For online social networks, the production of trust is a crucial factor of producing professional and personal reputations. Challenges facing trust in social networks arise from: being vast, nearly anonymous, easy to join and leave. By being vast, members in online social networks often span geopolitical boundaries where formal measures of ensuring trusts are difficult to establish. Consider the following:
- Online social network interactions lack direct physical cues such as tone of voice, body language, handshakes, store façade, etc., which are often used as the first line for gauging trustworthiness in everyday physical interactions.
- Members of social networks are often anonymous and can enter and leave a community easily.
- Members often interact with strangers with whom neither they nor their friends have encountered before.

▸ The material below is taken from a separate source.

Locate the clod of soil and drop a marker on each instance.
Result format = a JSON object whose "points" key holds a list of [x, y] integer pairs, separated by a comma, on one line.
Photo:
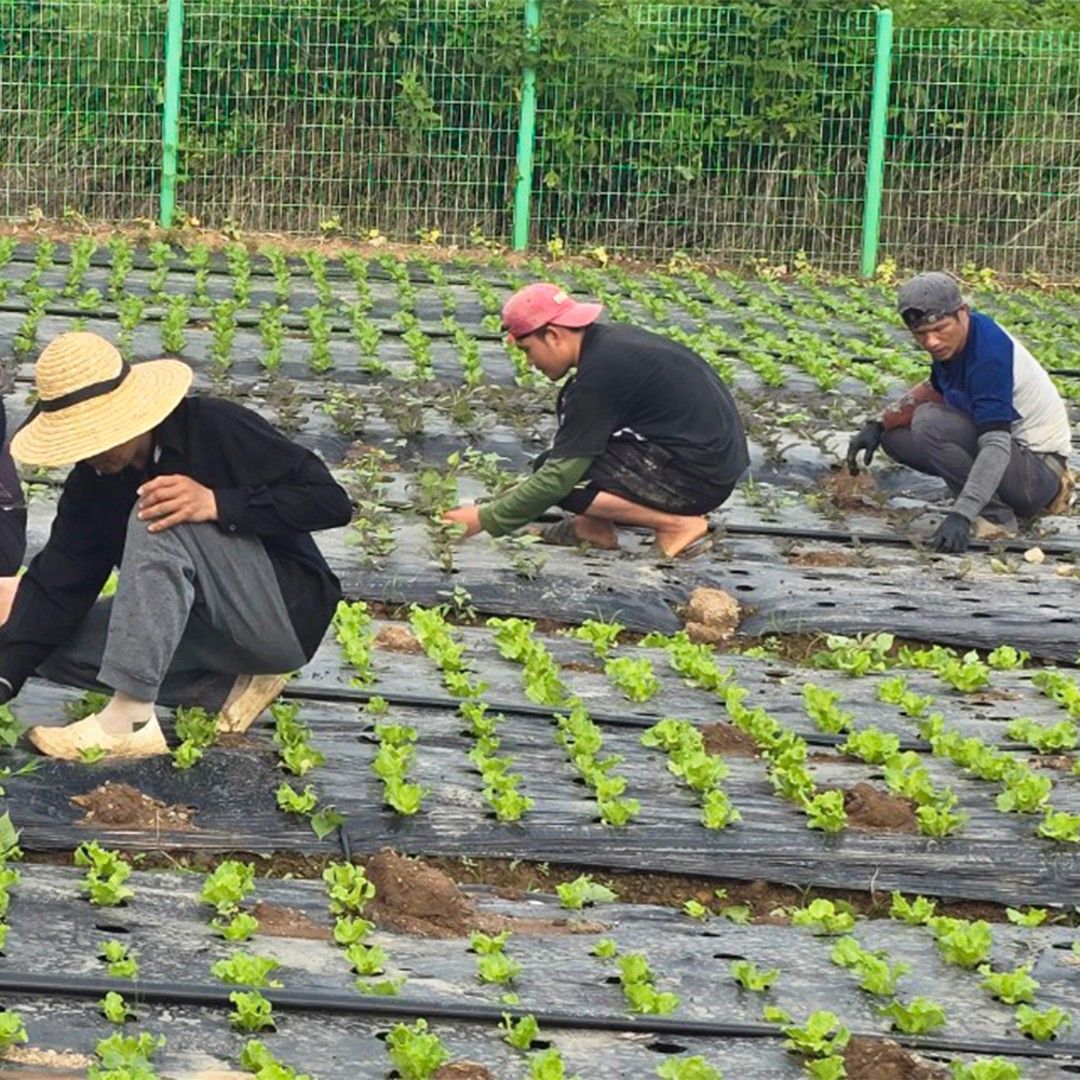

Given that there are more than a half billion people engaged in the medium of online social networking, and growing exponentially, a trust and reputation rating system is a critical factor for future success. Establishing a System Tad Hogg and Lada Adamic of HP Labs produced a white paper titled “Enhancing Reputation Mechanisms via Online Social Networks” In this report the authors state “The first approach uses an individual’s position in a social network to compute an implicit reputation without requiring explicit effort on the part of users to rate one another. This approach is useful to the extent that social connectivity correlates with likely behavior. A second approach uses ratings produced explicitly by users based on past transactions, but filters them using the social network. For example, the Sporas reputation mechanism reduces the benefit of collusion by only considering a single rating from any other person, no matter how much experience, i.e., number of transactions, they may have. More generally, one can filter based on the receiver’s preferences and position of evaluators in the social network. The Regret system uses ratings from the receiver’s social group, and the social group of the individual being rated. There are many other ways to use the social network. For example, a user may be encouraged to see a single person giving repeat business to a vendor, but only if that person and the vendor are not too close in the social network.”
What will the final system look like?
Online social networks are capable of storing complete information on members’ interactions, connections, contributions and numerous other affinities. It is within these storehouses of data that a system will emerge however privacy concerns and existing laws will make such a system slow to evolve. Today’s sophomoric systems include Linkedin’s recommendation process and Facebook’s opinion widgets aimed at giving stars and related ratings to mutual connections.
Whatever “system” emerges, and undoubtedly one will, it needs to be standardized across all networks in order to be effective and efficient to support integrity within the networks and the emergence of The Relationship Economy. One thing is certain, whatever we do and whomever we connect to or have affinities with is a point of reference data forever. If the traditional media can destroy a person with one scandalous story how fast can our own reputations be affected by the medium of social networking where we are connected to everyone and everything and news is a click away?What say you?